Ele é conhecido em toda a sua cidade natal por ser engenheiro agrônomo co-fundador e CEO da maior empregadora da cidade. Yapur administra uma empresa de 500 funcionários, que ocupa quase 40% do parque industrial. Aos 61 anos, continua trabalhando e atuando diretamente com os costumes do campo. Quando não está viajando, está na Rizobacter. Enquanto ele mostra os laboratórios, o centro administrativo e as fábricas especiais em parceria com a Syngenta e os franceses de De Sangosse, Yapur demostra muita energia entre os apertos de mãos e chamando cada um pelo primeiro nome. No começo, sua encruzilhada foi sair para conquistar o mundo. 

E pelo que os resultados mostram, ele conseguiu. Ele garante que o idioma das transações comerciais é baseado na confiança. “Sempre há um tradutor por perto, não é complicado se nós oferecermos qualidade”, afirma. Mas ele tem outra carta na manga. Yapur garante que o que aumenta os rendimentos das colheitas se paga sozinho. Segundo seus ensaios, se a semente de soja é inoculada, o rendimento aumenta entre 150 e 500 kilos a mais por hectare dependendo se o plantio acontece num solo de primeiro ano ou num solo de muito tempo de agricultura. No pior dos casos são obtidos US$ 30 extras (a mais). “Não há negócios lícitos no mundo que ofereçam isso”, ele fala.

Seu pai trabalha num campo de 35 hectares de seus avós que tiveram que sustentar sete irmãos. Assim, ele tomou consciência de que sua saída era estudar e foi premiado com uma bolsa de estudos da Universidade de La Plata. Uma viagem para o Equador nos anos 80, onde a soja era uma monocultura, ajudou-lhe a entender o processo dos inoculantes que servem para fertilizar o solo, no caso das chamadas leguminosas. A Rizobacter os fez com cepas resistentes a altas temperaturas e secas. O mercado nos Estados Unidos foi aberto e eles associaram-se aos franceses para uma fábrica de fertilizantes microgranulados em Pergamino e entraram na África através da África do Sul. Eles também marcaram presença no Paraguai, Bolivia, Uruguai e no Brasil. 
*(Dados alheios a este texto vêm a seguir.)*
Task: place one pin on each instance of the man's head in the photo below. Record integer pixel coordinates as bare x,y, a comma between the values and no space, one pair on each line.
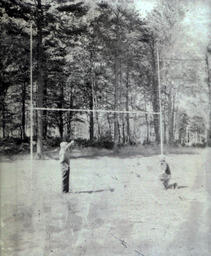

“Vamos conquistando um a um. Nós investimos os 30% que faturamos em pesquisa”, explica Yapur. Uma de suas fábricas fomula produtos para empresas multinacionais como a Basf e a Corteva. Outra empresa possui parceria com a De Sangosse, com seu coração perto de Touluse. Com um investimento de US$ 30 milhões, desenvolveram um fertilizante microgranulado para toda a região, o que traz uma economia gigantesca em termos de logistica.

Yapur reafirma que o seu principal objetivo é manter o foco. “Agora, temos a precisão de um laser para melhorar permanentemente o que sabemos fazer”, diz. A Rizobacter exemplifica a união da pesquisa pública com o setor privado. O INTA fornece as cepas de bactérias ou fungos para o tratamento de sementes e faz produtos personalizados de acordo com o clima e o tipo de solo. Desta forma, nasceu o primeiro curasemente da Argentina para trigo e cevada além de biofungicidas, bioinseticidas e bio remediação.

Yapur antecipa suas próximas conquistas: Jordânia, Egito, Marrocos e Vietnã com tratamentos para sementes de algodão. “Nós vendemos tecnología de ponta”, explica, lembrando que a empresa nasceu numa garagem.